President Trump on Friday discussed making Sidney Powell, who as a lawyer for his campaign team unleashed a series of conspiracy theories about a Venezuelan plot to rig voting machines in the United States, a special counsel investigating voter fraud, according to two people briefed on the discussion.
It was unclear if Mr. Trump will move ahead with such a plan.
Most of his advisers opposed the idea, two of the people briefed on the discussion said, including Rudolph W. Giuliani, the president’s personal lawyer, who in recent days sought to have the Department of Homeland Security join the campaign’s efforts to overturn Mr. Trump’s loss in the election.
Mr. Giuliani joined the discussion by phone, while Ms. Powell was at the White House for a meeting that became raucous at times, according to one of the people briefed on what took place. Other administration officials drifted in and out of the meeting, two of the people briefed said, and the White House counsel, Pat A. Cipollone, pushed back on the ideas being proposed.
Ms. Powell accused other Trump advisers of being quitters, according to the people briefed.
But the idea that Mr. Trump would try to install Ms. Powell in a position to investigate the outcome sent shock waves through the president’s circle. She has repeatedly claimed there was widespread fraud, but several lawsuits she filed related to election fraud have been tossed out of court.
Mr. Trump has been in contact with Ms. Powell in recent days, despite the fact that the campaign last month sought to distance itself from her as she aired wild and baseless claims about Dominion Voting Systems machines, which were used in some states, somehow being connected to a Venezuelan plot to control the election.
Dominion officials have demanded that Ms. Powell retract her claims.
Since the election, Mr. Trump had pushed the outgoing attorney general, William P. Barr, to appoint a special counsel to look into election fraud, as well as one to investigate Hunter Biden, President-elect Joseph R. Biden Jr.’s son. Mr. Barr, people briefed on the matter, has been unwilling to do what Mr. Trump wanted.
Mr. Trump and Mr. Giuliani have been pushing for data as evidence of widespread election fraud, a claim that Mr.

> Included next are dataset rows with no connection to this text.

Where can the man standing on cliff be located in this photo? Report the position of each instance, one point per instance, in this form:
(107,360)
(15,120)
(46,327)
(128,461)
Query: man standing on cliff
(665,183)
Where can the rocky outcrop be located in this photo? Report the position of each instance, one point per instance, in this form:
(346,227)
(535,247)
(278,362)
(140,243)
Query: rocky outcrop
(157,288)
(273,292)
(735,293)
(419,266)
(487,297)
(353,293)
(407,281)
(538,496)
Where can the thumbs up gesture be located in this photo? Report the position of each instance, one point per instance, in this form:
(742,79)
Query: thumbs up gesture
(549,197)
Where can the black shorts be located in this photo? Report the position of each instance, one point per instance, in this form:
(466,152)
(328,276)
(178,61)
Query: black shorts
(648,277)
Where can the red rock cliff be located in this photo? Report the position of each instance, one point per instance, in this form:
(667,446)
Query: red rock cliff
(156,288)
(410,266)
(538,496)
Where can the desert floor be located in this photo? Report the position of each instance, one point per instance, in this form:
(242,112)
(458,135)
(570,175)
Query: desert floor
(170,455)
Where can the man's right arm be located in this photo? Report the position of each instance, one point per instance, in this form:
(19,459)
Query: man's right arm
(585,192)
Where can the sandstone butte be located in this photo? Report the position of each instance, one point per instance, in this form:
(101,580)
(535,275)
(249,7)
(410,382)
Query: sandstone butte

Barr rejected publicly weeks ago.
Part of the White House meeting on Friday night was a discussion about an executive order to take control of voting machines to examine them, according to one of the people briefed.
Mr. Giuliani has separately pressed the Department of Homeland Security to seize possession of voting machines as part of a push to overturn the results of the election, three people familiar with the discussion said. Mr. Giuliani was told the department does not have the authority to do such a thing.